Monday, January 7, 2013

Frank Herbert, from Soul Catcher


It had begun when his name was Charles Hobuhet, a good Indian name for a Good Indian.

The bee had alighted, after all, on the back of Charles Hobuhet’s left hand. There had been no one named Katsuk then. He had been reaching up to grasp a vine maple limb, climbing from a creek bottom in the stillness of midday.

The bee was black and gold, a bee from the forest, a bumblebee of the family Apidae. Its name fled buzzing through his mind, a memory from days in the white school.

Somewhere above him, a ridge came down toward the Pacific out of the Olympic Mountains like the gnarled root of an ancient spruce clutching the earth for support.

The sun would be warm up there, but winter’s chill in the creek bottom slid its icy way down the watercourse from the mountains to these spring-burgeoning foothills.

Cold came with the bee, too. It was a special cold that put ice in the soul.

Still Charles Hobuhet’s soul then.

But he had performed the ancient ritual with twigs and string and bits of bone. The ice from the bee told him he must take a name. Unless he took a name immediately, he stood in peril of losing both souls, the soul in his body and the soul that went high or low with his true being.

The stillness of the bee on his hand made this obvious.
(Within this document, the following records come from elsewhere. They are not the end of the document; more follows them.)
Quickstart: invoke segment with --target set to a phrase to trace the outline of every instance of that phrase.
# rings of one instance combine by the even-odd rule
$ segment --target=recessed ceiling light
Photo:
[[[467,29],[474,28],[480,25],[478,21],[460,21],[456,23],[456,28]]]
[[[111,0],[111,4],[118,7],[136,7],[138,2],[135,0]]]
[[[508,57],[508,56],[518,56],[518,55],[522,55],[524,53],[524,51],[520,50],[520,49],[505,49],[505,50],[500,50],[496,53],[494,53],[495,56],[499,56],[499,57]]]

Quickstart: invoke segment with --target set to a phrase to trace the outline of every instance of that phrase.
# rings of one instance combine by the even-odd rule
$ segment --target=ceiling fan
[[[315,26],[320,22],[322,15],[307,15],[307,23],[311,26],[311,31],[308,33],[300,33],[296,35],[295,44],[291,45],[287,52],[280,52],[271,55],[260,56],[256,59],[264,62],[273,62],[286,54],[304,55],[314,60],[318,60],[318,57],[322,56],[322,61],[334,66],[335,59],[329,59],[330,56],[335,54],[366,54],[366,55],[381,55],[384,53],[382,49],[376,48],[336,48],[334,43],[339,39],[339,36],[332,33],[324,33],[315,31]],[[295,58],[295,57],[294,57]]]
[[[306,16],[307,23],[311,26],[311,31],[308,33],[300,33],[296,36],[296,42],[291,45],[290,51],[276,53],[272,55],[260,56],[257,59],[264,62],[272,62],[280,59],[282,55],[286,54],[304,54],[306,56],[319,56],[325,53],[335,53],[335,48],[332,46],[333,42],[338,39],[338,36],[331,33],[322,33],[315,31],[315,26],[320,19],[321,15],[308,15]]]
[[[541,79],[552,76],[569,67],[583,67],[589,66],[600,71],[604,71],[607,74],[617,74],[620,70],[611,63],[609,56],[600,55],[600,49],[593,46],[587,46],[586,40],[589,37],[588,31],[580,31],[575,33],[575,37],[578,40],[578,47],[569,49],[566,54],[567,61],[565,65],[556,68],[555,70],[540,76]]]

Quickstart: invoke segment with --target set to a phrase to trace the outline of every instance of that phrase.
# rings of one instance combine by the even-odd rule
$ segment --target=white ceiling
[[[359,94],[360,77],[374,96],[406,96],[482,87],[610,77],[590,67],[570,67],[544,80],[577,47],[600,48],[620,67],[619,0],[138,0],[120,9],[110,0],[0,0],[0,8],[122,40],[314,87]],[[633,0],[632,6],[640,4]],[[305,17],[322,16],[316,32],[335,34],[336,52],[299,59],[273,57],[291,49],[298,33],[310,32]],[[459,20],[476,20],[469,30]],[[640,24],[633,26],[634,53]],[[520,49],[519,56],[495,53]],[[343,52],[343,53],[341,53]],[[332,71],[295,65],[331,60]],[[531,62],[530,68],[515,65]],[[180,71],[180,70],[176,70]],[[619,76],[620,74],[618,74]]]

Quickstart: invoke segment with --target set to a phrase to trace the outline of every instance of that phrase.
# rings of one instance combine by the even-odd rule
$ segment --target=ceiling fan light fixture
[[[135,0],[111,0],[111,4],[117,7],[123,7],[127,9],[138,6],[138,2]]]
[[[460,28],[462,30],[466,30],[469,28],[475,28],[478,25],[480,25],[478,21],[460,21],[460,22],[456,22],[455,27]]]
He sensed urgent ghosts: people, animals, birds, all with him in this bee.

He whispered: “Alkuntam, help me.”

The supreme god of his people made no reply.

Shiny green of the vine maple trunk directly in front of him dominated his eyes. Ferns beneath it splayed out fronds. Condensation fell like rain on the damp earth. He forced himself to turn away, stared across the creek at a stand of alders bleached white against heavy green of cedar and fir on the stream’s far slope.

A quaking aspen, its leaves adither among the alders, dazzled his awareness, pulled his mind. He felt abruptly that he had found another self which must be reasoned with, influenced, and understood. He lost clarity of mind and sensed both selves straining toward some pure essence. All sense of self slipped from his body, searched outward into the dazzling aspen.

He thought: I am in the center of the universe!

Bee spoke to him then: “I am Tamanawis speaking to you. . . .”

The words boomed in his awareness, telling him his name. He spoke it aloud:

“Katsuk! I am Katsuk.”

Katsuk.

It was a seminal name, one with potency.

Now, being Katsuk, he knew all its meanings. He was Ka-, the prefix for everything human. He was –tsuk, the bird of myth. A human bird! He possessed roots in many meanings: bone, the color blue, a serving dish, smoke… brother and soul.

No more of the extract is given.